“We Are Like Oil: Culture, Nature, and Modernity in Venezuela”
4-530 EST, in English
While the 1970s are remembered as a decade of energy crisis, in Venezuela they were a period of extraordinary abundance that redefined the nation’s economy, culture, and relation to the environment. Oil became at once a blessing and a curse, driving rapid modernization and artistic flourishing while paving the way for the crises of the 1980s. This talk examines how culture became a crucial site for articulating the meanings, contradictions, and lasting effects of oil modernity, tracing how art, literature, and visual media responded to, and often helped organize, the era’s vast social and ecological transformations. First, it shows how oil-funded cultural institutions positioned culture as a public resource in the service of capitalist modernization. Second, it examines neo-avant-garde artistic practices that advanced early critiques of extraction and the commodification of nature. Finally, it analyzes kinetic art produced for energy infrastructure projects, where abstraction intersected with state-led environmental transformation. Rather than seeking direct representations of petroleum in literature or visual artworks, the talk attends to the indirect ways oil reorganized relations between culture, nature, and state power during the oil boom and its aftermath.

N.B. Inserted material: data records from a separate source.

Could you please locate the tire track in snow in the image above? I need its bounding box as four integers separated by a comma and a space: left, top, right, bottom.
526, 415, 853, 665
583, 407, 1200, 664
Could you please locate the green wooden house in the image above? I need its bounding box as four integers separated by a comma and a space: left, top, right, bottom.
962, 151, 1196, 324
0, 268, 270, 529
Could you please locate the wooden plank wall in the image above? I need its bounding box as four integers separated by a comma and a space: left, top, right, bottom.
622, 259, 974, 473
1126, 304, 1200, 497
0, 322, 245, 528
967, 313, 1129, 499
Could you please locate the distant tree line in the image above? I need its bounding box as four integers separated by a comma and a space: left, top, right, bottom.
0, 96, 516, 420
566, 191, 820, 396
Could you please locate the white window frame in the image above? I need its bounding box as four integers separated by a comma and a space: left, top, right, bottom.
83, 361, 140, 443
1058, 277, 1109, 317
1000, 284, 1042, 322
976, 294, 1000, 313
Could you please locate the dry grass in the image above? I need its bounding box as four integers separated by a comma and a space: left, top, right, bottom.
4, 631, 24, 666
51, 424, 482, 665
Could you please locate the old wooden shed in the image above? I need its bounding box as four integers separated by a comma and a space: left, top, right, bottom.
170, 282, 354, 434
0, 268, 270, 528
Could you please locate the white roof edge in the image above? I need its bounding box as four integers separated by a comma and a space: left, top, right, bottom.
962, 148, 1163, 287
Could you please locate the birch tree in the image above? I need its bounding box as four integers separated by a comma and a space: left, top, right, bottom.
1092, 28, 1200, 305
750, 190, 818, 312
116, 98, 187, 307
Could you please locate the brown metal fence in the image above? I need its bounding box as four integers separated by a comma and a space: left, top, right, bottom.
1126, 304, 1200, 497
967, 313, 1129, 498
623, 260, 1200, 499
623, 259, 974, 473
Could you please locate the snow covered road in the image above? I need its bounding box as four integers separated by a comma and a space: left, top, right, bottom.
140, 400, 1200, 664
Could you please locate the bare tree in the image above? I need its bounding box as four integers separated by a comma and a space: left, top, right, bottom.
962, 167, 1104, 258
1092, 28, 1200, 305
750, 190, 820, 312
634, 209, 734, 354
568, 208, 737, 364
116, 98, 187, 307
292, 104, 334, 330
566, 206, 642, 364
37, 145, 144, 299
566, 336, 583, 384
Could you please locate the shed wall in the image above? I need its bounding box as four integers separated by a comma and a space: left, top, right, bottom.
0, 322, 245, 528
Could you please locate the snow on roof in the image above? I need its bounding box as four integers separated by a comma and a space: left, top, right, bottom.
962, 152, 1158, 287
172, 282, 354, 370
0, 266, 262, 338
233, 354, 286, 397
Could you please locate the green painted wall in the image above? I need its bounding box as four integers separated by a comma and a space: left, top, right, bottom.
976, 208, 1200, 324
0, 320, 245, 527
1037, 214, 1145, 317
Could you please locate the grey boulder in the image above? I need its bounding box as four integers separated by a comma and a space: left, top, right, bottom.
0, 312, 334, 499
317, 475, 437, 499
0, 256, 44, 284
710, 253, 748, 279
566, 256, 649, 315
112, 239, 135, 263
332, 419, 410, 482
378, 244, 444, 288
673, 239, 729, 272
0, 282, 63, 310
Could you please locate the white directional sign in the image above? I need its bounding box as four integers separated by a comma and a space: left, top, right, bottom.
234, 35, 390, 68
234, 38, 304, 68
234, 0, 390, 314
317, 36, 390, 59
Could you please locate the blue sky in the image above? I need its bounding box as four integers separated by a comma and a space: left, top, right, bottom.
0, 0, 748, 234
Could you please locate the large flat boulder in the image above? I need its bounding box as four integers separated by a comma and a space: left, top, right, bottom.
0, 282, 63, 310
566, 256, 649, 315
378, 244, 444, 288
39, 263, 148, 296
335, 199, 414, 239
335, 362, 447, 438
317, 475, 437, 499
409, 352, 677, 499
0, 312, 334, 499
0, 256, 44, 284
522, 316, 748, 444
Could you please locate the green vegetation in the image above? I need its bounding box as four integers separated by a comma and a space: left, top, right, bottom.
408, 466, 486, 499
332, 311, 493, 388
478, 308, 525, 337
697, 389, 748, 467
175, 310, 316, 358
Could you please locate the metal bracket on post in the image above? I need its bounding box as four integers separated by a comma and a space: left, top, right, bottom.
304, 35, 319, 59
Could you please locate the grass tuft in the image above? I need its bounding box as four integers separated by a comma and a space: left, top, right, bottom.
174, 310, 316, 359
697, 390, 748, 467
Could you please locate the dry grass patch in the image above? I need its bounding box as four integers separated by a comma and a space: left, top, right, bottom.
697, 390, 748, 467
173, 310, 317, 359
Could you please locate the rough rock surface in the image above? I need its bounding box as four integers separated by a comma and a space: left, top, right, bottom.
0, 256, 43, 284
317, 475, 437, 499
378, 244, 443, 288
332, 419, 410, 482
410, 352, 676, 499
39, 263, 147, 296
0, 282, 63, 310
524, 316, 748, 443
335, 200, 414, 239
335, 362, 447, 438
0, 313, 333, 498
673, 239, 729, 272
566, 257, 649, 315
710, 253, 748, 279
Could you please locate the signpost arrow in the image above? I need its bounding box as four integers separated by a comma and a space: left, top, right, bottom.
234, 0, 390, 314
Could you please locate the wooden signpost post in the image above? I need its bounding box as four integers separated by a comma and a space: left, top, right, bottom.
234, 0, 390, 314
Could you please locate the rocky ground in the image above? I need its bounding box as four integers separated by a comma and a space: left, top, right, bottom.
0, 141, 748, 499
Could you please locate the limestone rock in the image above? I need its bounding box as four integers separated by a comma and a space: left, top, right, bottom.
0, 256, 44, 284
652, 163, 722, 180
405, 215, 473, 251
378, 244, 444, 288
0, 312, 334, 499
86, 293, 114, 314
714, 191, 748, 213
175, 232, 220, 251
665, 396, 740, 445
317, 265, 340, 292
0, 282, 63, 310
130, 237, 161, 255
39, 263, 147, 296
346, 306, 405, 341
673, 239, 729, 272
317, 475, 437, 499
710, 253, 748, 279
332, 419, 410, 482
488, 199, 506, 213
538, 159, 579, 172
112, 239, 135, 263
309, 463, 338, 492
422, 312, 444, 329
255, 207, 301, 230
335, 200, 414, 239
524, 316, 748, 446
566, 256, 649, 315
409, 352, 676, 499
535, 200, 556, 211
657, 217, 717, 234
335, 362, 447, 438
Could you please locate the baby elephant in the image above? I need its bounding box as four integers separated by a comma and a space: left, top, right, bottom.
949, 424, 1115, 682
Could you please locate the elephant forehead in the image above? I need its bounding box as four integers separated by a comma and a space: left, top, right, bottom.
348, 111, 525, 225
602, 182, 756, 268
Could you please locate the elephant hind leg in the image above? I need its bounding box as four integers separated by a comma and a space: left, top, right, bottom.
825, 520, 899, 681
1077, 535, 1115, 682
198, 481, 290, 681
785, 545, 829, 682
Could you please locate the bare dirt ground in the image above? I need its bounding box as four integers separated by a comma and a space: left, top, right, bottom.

Santiago Acosta (Yale University) is an Assistant Professor in the Department of Spanish and Portuguese at Yale University. His book manuscript, We Are Like Oil: Culture, Nature, and Modernity in Venezuela, explores how literature and the visual arts interacted with the environmental transformations of the 1970s oil boom in Venezuela. Acosta is also an award-winning poet. His fourth and most recent collection El próximo desierto, earned him the José Emilio Pacheco Literature Prize “Ciudad y Naturaleza,” awarded by the Guadalajara International Book Fair (FIL) and the Museum of Environmental Sciences of the University of Guadalajara. In 2024, Spain’s Visor Libros released a collection of his selected poetry, La desesperanza.